When Britain and China negotiated over the future of Hong Kong in the early 1980s, the main concern was primarily about the maintenance of the status quo. It was meant to be maintaining Hong Kong’s capitalist economy, upholding the rule of law, safeguarding freedom of speech, and retaining the existing way of life. As long as things were kept in the way they used to be, Hong Kong, which was expected to change from a British colony to a Special Administrative Region (SAR) in China on 1st July 1997, would be able to secure prosperity and stability. Few observers have anticipated sea changes in China in the years following the Sino-British Negotiations and their wider implications for China-Hong Kong relationship. The rise of China reshapes the parameters of Beijing-Hongkong dynamics: the economic role of Hong Kong has been changed, population flows between the two places increased drastically, and the balance of power has shifted towards China’s favour. New tensions and cleavages emerge; the Hong Kong agenda has been turned into one that few would have envisaged in the 1980s. Instead of being a story wherein the conflicts between capitalism and socialism unfolds, post-1997 Hong Kong is a case about a global city’s democratic transition within an authoritarian state and how a city within Asia encounters the rise of China.

This handbook introduces readers to social, economic, and political development in Hong Kong.
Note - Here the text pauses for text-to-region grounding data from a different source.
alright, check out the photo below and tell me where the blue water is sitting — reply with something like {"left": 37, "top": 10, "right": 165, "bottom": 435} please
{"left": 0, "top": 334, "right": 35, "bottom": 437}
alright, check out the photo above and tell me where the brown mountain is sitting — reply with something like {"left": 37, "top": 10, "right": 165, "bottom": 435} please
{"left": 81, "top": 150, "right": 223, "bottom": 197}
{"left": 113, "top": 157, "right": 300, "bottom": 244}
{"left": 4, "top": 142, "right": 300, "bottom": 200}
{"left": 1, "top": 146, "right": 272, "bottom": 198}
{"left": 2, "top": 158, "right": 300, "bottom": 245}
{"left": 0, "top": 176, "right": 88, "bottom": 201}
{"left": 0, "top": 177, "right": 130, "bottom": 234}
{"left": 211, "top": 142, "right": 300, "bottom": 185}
The contributions allow the readers to identify the key features of Hong Kong society prior to its return to China and to grapple with changes in different domains of social life in the SAR since 1997. This will be most relevant to students and researchers who are studying Hong Kong but it will also be of interest to those who are working on China’s political development (particularly in the areas of nation building and unification) as well as those who are observing future political change in Taiwan.